По следам знакомых героев - Бенедикт Сарнов
Шрифт:
Интервал:
Закладка:
Ответ прозвучал незамедлительно:
— Как все гвардейские полки: в Париже!
— Ну вот, Уотсон, — сказал Холмс, когда они остались одни. — Вот все наконец и разъяснилось. Теперь, я надеюсь, вам ясно, почему Чацкий пришел в такое неистовство, когда вы упрекнули его в том, что он будто бы что-то напутал.
— Да, у меня словно вдруг пелена с глаз упала. Какой же я был остолоп, что не догадался раньше! Одно только мне все-таки непонятно: почему это вдруг русский гвардейский полк оказался в Париже?
— То есть, как это — непонятно? — удивился Холмс. — Очень даже понятно! Ведь шла война с Наполеоном, 1 января 1813 года русская армия перешла границу. В 1814 году она была в Париже. В 1815 опять двинулась за границу, и многие полки пробыли там еще порядочное время. Теперь, я полагаю, вы поняли, почему Грибоедов зачеркнул слово «два» и написал вместо него «три»? Поняли, почему ему так важно было, чтобы Чацкий отсутствовал именно три года? Почему он так настойчиво вкладывает эту цифру и в уста самого Чацкого, и в уста Лизы, и в уста Фамусова?
— В самом деле — почему?
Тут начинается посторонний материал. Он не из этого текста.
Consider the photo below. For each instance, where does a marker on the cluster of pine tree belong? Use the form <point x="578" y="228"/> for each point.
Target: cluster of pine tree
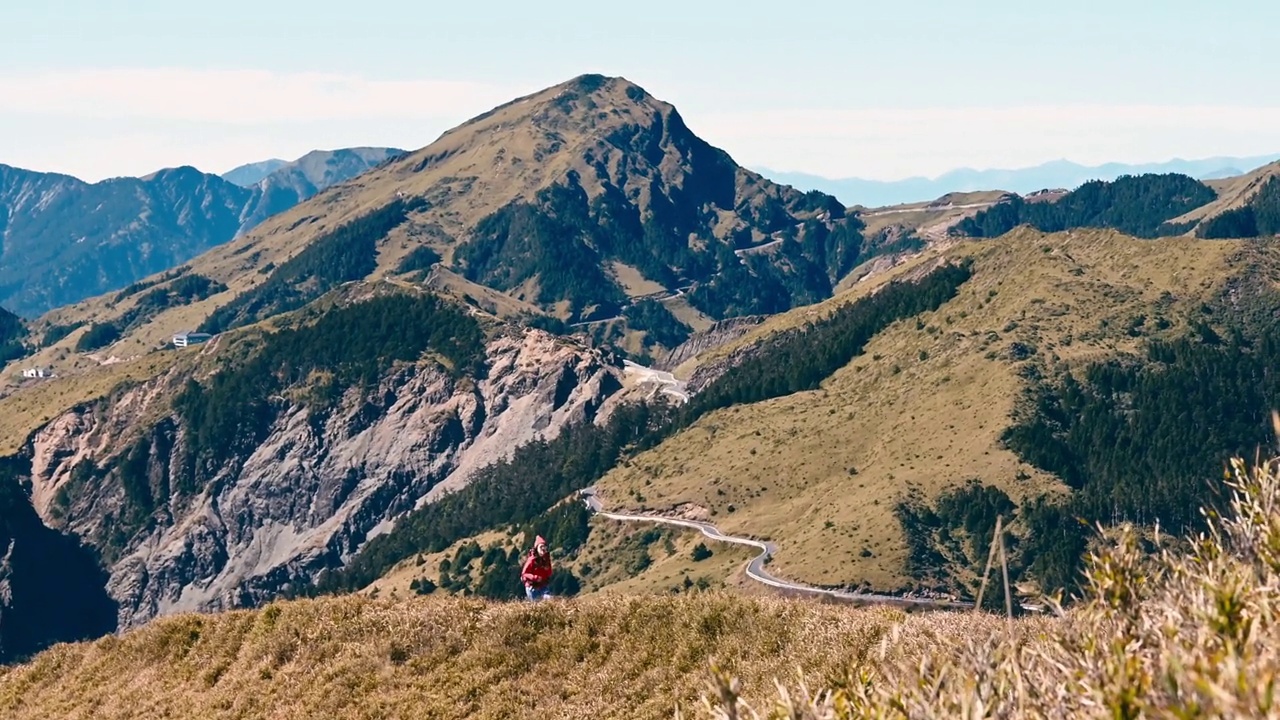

Честно говоря, как раз вот этого я так и не понял.
— Да потому, что именно таков был срок реального пребывания русской армии за границей после войны 1812 года. Грибоедову чрезвычайно важно было подчеркнуть, что Чацкий оказался в чужих краях не как пресыщенный путешественник, которым почему-то вдруг овладела «охота к перемене мест». Он хотел, чтобы читатель и будущий зритель его комедии понял, что Чацкий попал за границу не случайно, что он был там вместе со всей русской армией.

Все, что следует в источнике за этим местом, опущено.